Examples of using "Compañero" in a sentence and their dutch translations:
- Ik ben Paul, je kamergenoot.
- Ik ben Paul, jouw kamergenoot.
- Ik ben Paul, jouw flatgenoot.
Ik woon met mijn kamergenoot.
geef dan een high-five aan je buurman.
Hij is een goede kerel.
- Ik ben Paul, je kamergenoot.
- Ik ben jouw kamergenoot Paul.
Hij is mijn klasgenoot.
Ik ben Paul, jouw flatgenoot.
Mijn kamergenoot is gek.
Minghui is mijn collega.
Mijn kamergenoot studeert Chinees.
Tom bespioneerde zijn kamergenoot.
Kokkinakis heeft je vriendin genaaid. Het spijt me dat je dat moet horen, maat.

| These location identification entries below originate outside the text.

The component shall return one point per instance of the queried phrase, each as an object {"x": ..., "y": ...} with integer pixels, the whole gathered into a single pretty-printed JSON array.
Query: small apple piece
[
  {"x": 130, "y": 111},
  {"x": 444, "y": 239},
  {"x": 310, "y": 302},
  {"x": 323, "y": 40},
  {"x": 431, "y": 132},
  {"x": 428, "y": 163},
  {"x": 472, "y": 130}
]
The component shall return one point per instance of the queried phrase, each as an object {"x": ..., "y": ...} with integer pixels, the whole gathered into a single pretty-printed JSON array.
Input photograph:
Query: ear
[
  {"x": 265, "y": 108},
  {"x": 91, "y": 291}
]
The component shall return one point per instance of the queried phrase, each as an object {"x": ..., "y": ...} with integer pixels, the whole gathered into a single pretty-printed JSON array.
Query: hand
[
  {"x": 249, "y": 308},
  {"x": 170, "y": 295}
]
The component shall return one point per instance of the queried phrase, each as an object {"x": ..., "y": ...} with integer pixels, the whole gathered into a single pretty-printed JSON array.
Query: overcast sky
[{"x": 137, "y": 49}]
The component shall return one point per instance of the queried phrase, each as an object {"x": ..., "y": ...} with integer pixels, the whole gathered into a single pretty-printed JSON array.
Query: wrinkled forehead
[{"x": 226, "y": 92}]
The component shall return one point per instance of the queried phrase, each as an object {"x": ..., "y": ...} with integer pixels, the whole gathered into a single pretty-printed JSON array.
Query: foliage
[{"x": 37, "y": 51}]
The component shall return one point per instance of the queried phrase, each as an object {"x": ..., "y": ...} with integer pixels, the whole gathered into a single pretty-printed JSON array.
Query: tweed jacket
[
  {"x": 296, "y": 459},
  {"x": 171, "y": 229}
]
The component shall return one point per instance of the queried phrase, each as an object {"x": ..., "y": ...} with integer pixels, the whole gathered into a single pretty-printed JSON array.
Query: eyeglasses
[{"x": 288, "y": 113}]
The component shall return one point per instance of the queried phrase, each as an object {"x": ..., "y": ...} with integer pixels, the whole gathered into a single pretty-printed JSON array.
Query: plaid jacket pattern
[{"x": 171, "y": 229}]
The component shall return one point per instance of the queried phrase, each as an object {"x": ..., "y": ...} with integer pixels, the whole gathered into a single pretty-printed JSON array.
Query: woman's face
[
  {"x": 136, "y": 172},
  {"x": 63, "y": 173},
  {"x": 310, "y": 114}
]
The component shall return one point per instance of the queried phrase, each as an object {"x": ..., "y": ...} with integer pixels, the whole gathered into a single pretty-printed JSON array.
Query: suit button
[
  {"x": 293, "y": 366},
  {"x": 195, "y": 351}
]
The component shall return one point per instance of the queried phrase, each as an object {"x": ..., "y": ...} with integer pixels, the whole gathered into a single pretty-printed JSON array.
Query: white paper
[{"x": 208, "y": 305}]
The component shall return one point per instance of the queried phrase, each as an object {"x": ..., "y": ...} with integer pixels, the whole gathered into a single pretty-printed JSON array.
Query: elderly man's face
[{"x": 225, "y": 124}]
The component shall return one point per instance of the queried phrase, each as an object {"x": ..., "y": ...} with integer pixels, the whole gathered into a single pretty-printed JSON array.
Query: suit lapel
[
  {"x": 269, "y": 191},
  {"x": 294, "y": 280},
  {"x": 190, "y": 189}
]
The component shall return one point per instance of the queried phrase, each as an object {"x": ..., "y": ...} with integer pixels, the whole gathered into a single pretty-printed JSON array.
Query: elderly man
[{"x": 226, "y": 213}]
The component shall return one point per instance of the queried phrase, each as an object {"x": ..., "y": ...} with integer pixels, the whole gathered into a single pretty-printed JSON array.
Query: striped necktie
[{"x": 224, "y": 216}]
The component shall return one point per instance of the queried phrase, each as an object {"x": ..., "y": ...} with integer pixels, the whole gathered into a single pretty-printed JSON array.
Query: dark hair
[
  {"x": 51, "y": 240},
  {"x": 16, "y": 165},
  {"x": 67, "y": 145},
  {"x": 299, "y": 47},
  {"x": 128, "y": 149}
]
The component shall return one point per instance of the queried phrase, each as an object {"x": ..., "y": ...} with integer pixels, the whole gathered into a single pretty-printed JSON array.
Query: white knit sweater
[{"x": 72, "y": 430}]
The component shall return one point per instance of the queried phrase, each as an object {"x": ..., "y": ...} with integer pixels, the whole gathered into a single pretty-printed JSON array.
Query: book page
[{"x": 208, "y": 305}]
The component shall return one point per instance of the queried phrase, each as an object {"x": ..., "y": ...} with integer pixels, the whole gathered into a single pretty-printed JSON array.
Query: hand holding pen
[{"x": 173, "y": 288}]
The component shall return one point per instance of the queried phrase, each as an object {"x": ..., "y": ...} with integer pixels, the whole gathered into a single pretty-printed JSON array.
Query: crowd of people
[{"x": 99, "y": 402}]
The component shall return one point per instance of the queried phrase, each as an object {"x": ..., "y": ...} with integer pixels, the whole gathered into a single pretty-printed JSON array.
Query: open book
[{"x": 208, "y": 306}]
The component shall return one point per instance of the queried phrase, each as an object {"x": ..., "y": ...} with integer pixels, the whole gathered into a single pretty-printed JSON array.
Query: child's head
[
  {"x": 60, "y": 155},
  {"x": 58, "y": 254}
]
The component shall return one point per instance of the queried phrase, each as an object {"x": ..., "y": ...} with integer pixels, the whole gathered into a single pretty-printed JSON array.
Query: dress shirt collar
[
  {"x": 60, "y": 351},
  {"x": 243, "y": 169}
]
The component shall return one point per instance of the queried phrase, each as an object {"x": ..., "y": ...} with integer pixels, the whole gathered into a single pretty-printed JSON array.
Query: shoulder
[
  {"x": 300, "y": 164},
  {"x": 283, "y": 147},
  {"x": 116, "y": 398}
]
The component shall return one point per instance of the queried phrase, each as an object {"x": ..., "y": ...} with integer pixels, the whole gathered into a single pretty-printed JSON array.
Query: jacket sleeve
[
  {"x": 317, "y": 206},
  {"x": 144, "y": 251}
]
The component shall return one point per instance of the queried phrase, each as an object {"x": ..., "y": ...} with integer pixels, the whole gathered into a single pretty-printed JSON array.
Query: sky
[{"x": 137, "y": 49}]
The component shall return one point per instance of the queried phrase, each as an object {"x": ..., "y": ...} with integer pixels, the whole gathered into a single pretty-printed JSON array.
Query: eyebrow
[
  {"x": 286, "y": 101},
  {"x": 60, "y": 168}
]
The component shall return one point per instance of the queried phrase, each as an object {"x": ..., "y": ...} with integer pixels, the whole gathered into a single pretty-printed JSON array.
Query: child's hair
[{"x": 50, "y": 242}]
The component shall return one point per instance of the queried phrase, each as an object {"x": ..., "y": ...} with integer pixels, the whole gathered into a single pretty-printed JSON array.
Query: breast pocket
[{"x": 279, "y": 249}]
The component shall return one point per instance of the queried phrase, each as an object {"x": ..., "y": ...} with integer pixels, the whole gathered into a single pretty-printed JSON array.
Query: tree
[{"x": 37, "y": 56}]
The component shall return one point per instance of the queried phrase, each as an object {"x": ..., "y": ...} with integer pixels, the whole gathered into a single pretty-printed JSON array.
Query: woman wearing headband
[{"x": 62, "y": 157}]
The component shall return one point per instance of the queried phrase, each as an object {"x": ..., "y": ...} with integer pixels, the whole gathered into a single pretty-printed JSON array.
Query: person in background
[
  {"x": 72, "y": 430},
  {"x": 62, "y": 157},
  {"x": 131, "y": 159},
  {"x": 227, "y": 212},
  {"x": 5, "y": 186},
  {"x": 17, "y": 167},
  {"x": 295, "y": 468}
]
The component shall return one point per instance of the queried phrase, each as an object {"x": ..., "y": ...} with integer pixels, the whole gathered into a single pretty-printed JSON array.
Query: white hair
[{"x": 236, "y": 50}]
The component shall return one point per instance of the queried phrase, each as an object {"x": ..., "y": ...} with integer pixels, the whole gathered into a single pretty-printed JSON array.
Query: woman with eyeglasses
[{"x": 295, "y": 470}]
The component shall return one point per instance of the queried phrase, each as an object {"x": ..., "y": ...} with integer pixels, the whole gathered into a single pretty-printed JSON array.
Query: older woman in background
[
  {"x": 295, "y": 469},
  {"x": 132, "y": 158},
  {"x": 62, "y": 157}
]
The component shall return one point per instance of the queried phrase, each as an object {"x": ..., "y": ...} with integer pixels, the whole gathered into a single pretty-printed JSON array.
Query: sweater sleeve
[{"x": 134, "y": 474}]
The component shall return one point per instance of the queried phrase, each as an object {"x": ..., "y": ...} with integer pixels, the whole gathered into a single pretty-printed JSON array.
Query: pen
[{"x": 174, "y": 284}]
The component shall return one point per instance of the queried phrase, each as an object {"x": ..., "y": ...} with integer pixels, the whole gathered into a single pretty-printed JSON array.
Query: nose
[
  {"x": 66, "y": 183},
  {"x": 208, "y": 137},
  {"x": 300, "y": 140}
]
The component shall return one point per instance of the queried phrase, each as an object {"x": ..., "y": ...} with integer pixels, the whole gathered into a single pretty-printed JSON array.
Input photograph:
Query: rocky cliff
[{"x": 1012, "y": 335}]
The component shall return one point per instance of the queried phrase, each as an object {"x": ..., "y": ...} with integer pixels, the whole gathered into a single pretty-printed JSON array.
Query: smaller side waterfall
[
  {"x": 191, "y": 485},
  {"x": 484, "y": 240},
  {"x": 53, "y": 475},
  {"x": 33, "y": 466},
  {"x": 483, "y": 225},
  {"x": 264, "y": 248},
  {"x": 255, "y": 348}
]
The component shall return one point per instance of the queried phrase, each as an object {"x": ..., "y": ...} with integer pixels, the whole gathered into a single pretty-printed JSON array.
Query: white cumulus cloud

Mijn zus is getrouwd met haar klasgenoot van de middelbare school.
Waarom wil mijn klasgenoot onze leraar niet ontmoeten?
Napoleon zou naar St. Helena worden verbannen, en zich aansluiten door zijn trouwe metgezel Bertrand.
Soult leerde veel van Lefebvre (een toekomstige mede-maarschalk), eerst als zijn chef-
Terwijl ze het verwijt hoorde dat aan haar gericht was, drukte de jonge collega de lippen hard op elkaar.